Ml-pythonHow-ToBeginner · 3 min read

How to Use Flask for Model Serving: Simple Guide

Use Flask to create a web server that listens for requests and returns model predictions. Load your trained model in the Flask app, define an endpoint to receive input data, run the model prediction, and send back the results as JSON.

📐

Syntax

This is the basic pattern to serve a model with Flask:

from flask import Flask, request, jsonify: Import Flask and helpers.
app = Flask(__name__): Create the Flask app.
@app.route('/predict', methods=['POST']): Define a URL endpoint for predictions.
request.get_json(): Get input data sent as JSON.
model.predict(): Use your loaded model to predict.
jsonify(): Send prediction results back as JSON.
app.run(): Start the server.

python

from flask import Flask, request, jsonify

app = Flask(__name__)

# Load your model here (example: model = load_model('model.pkl'))

@app.route('/predict', methods=['POST'])
def predict():
    data = request.get_json()
    # Extract features from data
    # prediction = model.predict(features)
    prediction = 'dummy prediction'  # placeholder
    return jsonify({'prediction': prediction})

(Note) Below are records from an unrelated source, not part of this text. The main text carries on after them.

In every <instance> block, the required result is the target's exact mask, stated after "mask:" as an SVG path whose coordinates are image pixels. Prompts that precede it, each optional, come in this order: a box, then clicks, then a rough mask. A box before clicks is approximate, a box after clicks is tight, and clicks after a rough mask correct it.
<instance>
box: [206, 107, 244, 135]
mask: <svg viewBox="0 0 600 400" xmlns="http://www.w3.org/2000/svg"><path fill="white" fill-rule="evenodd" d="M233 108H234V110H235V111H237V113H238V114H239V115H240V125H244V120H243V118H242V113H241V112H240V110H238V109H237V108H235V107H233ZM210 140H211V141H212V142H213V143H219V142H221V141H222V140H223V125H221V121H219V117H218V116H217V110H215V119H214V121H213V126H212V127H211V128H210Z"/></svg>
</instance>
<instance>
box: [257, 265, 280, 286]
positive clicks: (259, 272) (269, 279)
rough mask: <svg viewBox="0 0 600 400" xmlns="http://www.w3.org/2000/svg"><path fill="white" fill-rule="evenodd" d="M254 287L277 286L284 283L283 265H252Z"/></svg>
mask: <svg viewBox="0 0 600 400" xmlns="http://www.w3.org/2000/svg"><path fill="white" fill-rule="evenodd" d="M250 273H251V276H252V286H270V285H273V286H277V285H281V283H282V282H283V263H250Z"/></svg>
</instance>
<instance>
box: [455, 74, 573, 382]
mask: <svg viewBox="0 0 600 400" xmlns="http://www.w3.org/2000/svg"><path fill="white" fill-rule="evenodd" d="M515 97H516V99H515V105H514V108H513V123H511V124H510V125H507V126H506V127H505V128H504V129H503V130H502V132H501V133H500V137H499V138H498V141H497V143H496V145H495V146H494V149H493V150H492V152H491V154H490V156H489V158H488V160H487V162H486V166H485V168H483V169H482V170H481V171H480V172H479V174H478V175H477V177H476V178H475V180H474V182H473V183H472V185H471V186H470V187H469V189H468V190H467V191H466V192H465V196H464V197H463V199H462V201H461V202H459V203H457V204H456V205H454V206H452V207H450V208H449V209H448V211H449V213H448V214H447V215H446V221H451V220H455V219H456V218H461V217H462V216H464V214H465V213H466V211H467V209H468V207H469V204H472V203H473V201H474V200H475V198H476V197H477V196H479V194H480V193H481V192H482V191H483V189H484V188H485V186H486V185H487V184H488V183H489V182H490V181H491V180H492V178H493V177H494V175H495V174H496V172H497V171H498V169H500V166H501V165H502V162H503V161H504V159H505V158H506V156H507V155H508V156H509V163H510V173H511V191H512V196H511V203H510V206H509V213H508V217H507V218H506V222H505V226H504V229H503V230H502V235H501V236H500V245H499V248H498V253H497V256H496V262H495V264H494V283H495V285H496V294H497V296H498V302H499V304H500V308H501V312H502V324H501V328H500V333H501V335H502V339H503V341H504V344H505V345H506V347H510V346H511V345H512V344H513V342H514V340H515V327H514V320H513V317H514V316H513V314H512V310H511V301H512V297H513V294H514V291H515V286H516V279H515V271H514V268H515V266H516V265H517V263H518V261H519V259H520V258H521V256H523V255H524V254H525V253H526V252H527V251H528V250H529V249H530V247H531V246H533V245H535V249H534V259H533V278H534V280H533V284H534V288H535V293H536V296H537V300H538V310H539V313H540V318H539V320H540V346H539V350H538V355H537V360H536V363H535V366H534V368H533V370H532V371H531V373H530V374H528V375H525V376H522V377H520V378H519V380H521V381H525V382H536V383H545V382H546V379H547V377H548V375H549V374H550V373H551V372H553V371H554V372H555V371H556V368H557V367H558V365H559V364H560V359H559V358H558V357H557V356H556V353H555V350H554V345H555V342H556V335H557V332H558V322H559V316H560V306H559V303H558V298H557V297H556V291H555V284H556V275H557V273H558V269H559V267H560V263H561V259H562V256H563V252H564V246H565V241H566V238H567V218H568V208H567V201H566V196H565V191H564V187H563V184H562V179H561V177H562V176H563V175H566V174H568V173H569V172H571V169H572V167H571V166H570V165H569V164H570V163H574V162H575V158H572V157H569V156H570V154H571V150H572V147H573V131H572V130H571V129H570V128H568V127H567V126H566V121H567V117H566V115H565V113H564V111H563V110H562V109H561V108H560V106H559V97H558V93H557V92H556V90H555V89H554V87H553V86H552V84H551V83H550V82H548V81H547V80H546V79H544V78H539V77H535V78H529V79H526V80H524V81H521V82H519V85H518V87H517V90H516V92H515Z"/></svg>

if __name__ == '__main__':
    app.run(debug=True)

💻

Example

This example shows how to serve a simple scikit-learn model that predicts if a number is even or odd. The Flask app receives a JSON with a number, predicts, and returns the result.

python

from flask import Flask, request, jsonify
import joblib
import numpy as np

app = Flask(__name__)

# Simple model function instead of loading a real model
# This function returns 'even' or 'odd' based on input number

def model_predict(x):
    return 'even' if x % 2 == 0 else 'odd'

@app.route('/predict', methods=['POST'])
def predict():
    data = request.get_json()
    number = data.get('number')
    if number is None or not isinstance(number, int):
        return jsonify({'error': 'Please provide an integer "number"'}), 400
    prediction = model_predict(number)
    return jsonify({'number': number, 'prediction': prediction})

if __name__ == '__main__':
    app.run(debug=True)

Output

* Running on http://127.0.0.1:5000/ (Press CTRL+C to quit) # Example POST request with JSON {"number": 4} returns: # {"number":4,"prediction":"even"}

⚠️

Common Pitfalls

Not parsing JSON input correctly: Always use request.get_json() to get JSON data.
Model not loaded before requests: Load your model once before handling requests to avoid delays.
Wrong HTTP method: Use POST for sending data, not GET.
Not handling errors: Validate input and return clear error messages with proper HTTP status codes.
Running Flask in debug mode in production: Use debug only for development.

python

from flask import Flask, request, jsonify

app = Flask(__name__)

@app.route('/predict', methods=['GET'])  # Wrong method
# Correct method should be POST
# @app.route('/predict', methods=['POST'])
def predict():
    data = request.get_json()
    if not data:
        return jsonify({'error': 'No JSON received'}), 400
    return jsonify({'message': 'This is wrong method example'})

if __name__ == '__main__':
    app.run(debug=True)

📊

Quick Reference

Remember these key points when using Flask for model serving:

Load your model once at app start, not inside request handlers.
Use POST requests with JSON input for predictions.
Validate input data and handle errors gracefully.
Return predictions as JSON using jsonify().
Run Flask with debug=True only during development.

✅

Key Takeaways

Use Flask to create a simple web server that accepts JSON input and returns model predictions.

Load your machine learning model once when the app starts to improve performance.

Define a POST endpoint that extracts input data, runs prediction, and returns JSON results.

Validate inputs and handle errors to avoid server crashes and provide clear feedback.

Run Flask in debug mode only during development, never in production.